O peso da história (publicado originalmente em 8/4/2014)

A cena mais significativa do filme ‘12 Anos de Escravidão’, lançado recentemente no país, é a que Salomon Northup está sendo enforcado numa árvore. Ele se debate, perde o ar a cada segundo, a corda insiste em apertá-lo. Está sozinho por ali. As mãos atadas. Tem dor, desespero, quase sufocado e morto. Bem a frente, alguns poucos metros separam, crianças brincam, divertem-se. A sequência é avassaladora. Não há música, trilha sonora. Os barulhos moucos ouvidos são da garotada e do corpo de Salomon se debatendo. Quatro minutos assim. Ele não morre. Ainda teria mais alguns anos para o escravo permanecer nele. A fita dirigida por Steve McQueen é difícil de digerir não porque a história é inverossímil a este patamar. Ao contrário. ‘12 Anos de Escravidão’ tem sutilezas cruéis, sádicas, vis e maquiavélicas. Jamais os EUA rodaram longa-metragem acerca de sua época de escravidão com a significância deste. Mas há razões. O drama é baseado no livro homônimo escrito por S. Northup que foi lançado em 1853. Doze anos antes, ele havia sido capturado por sequestradores em Washington e levado ao Estado da Louisiana, onde trabalhou em fazendas de algodão. Northup era letrado, músico e tinha uma vida de, à época, uma espécie de classe média. Era casado e tinha filhos. Duma hora para a outra, viu-se abandonado e vitimado por chicotadas, chibatadas e demais percalços de um escravo.

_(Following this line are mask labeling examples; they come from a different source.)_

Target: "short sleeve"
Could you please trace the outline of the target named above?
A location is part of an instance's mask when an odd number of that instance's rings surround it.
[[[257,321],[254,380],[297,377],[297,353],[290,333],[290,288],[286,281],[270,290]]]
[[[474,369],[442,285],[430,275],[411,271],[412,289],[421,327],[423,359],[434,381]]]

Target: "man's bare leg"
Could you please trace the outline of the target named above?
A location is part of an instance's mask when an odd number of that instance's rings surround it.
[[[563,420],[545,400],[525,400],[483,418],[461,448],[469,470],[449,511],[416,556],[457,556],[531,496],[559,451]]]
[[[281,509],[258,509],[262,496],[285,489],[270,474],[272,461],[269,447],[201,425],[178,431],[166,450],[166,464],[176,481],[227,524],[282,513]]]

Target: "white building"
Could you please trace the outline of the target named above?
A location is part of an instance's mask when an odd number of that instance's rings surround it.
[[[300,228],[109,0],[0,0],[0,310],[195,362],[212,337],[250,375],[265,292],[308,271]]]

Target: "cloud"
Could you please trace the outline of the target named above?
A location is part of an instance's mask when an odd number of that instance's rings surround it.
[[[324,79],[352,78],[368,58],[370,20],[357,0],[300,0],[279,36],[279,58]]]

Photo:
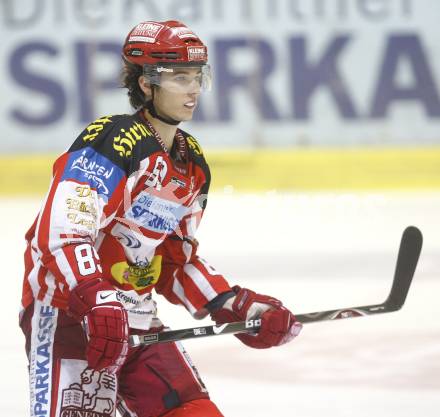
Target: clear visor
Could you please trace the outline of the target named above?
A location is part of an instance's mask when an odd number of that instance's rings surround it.
[[[197,66],[157,66],[154,74],[144,74],[152,85],[172,93],[200,93],[211,90],[211,67]]]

Chiwetel Ejiofor é Northup e a interpretação é impactante. Por ter trabalhado com diretores talhados, como Steve Spielberg (‘Amistad’, 1997), Woody Allen (‘Melinda e Melinda’, 2004), Ridley Scott (‘O Gângster’, 07) e o hoje aclamado Alfonso Cuarón (‘Filhos da Esperança’, 2006), mesmo que em papéis menores, o ator obteve experiência peculiar e impôs ao seu personagem de ‘12 Anos...’ um detalhe moral: o Northup de Ejiofor é sofrido, porém realista. ‘Quero sobreviver, só isso’, diz a Patsey (Lupita Nyong’o), a colega do pelourinho. O desespero é diário. Depois do rapto, Northup passa por dois ‘donos’ antes de cair nas garras de Edwin Epps (Michael Fassbender, estupendo), o sinhozinho. Epps é amante de Patsey. Esta é a detentora dos recordes da produção de algodão, pegando três ou quatro vezes mais que os demais. A senhora Epps (Sarah Paulson), ciumentíssima, agride a escrava e simultaneamente não consegue escapar das agruras conjugais. Há duas participações especiais: Paul Giamatti e Brad Pitt. O primeiro vive um mercador de escravos e surge logo no princípio da trama. É rude com Northup e o vende a Ford (Benedict Cumberbatch). O segundo é Bass, advogado, pedreiro e completo faz-tudo. Aparece no desfecho para libertar Northup de uma vez por todas. Pitt é um dos dez produtores de ‘12 Anos de Escravidão’ (McQueen também) e, claro, reservou a si o crucial papel.

Desde o ano retrasado ao passado três fitas chegaram ao cume de elogios e trataram do tema escravidão como o pano de fundo ou o assunto central. Todavia é enganoso acreditar que ‘12 Anos de Escravidão’ bebeu de ‘Lincoln’ e ‘Django Livre’, ambos de 2012. No roteiro de Quentin Tarantino, é a revolta dum escravo a linha da aventura. Django (Jamie Foxx) se torna matador e exímio caçador de recompensas. No segundo, o presidente americano tem de lidar com politicagem pra fazer passar no Congresso a lei que aboliria o regime escravista. Na produção de McQueen (indicada a nove Oscars, dentre eles filme, diretor, ator, ator coadjuvante a Fassbender, roteiro adaptado, atriz coadjuvante a Lupita, figurino, edição e direção de arte) é o tom cru que dá a magnitude. Apontar o melhor do trio é tarefa árdua. Se abordarmos o tema em si, ‘12 Anos...’ é disparado o mais bem acabado e ponto final. Porém, se analisarmos os detalhes, as atuações e a direção, somado ao script, suspeito que temos aí o empate dos três. ‘12 Anos...’ é uma realização que me empolgou pela beleza do artesanato no cinema, pois as sequências são aterradoras e assustadoras. Quando a ficção mira ao real, ao histórico, e neste há o peso da consciência, aí o resultado é espantoso. S. McQueen e elenco mostraram a que vieram.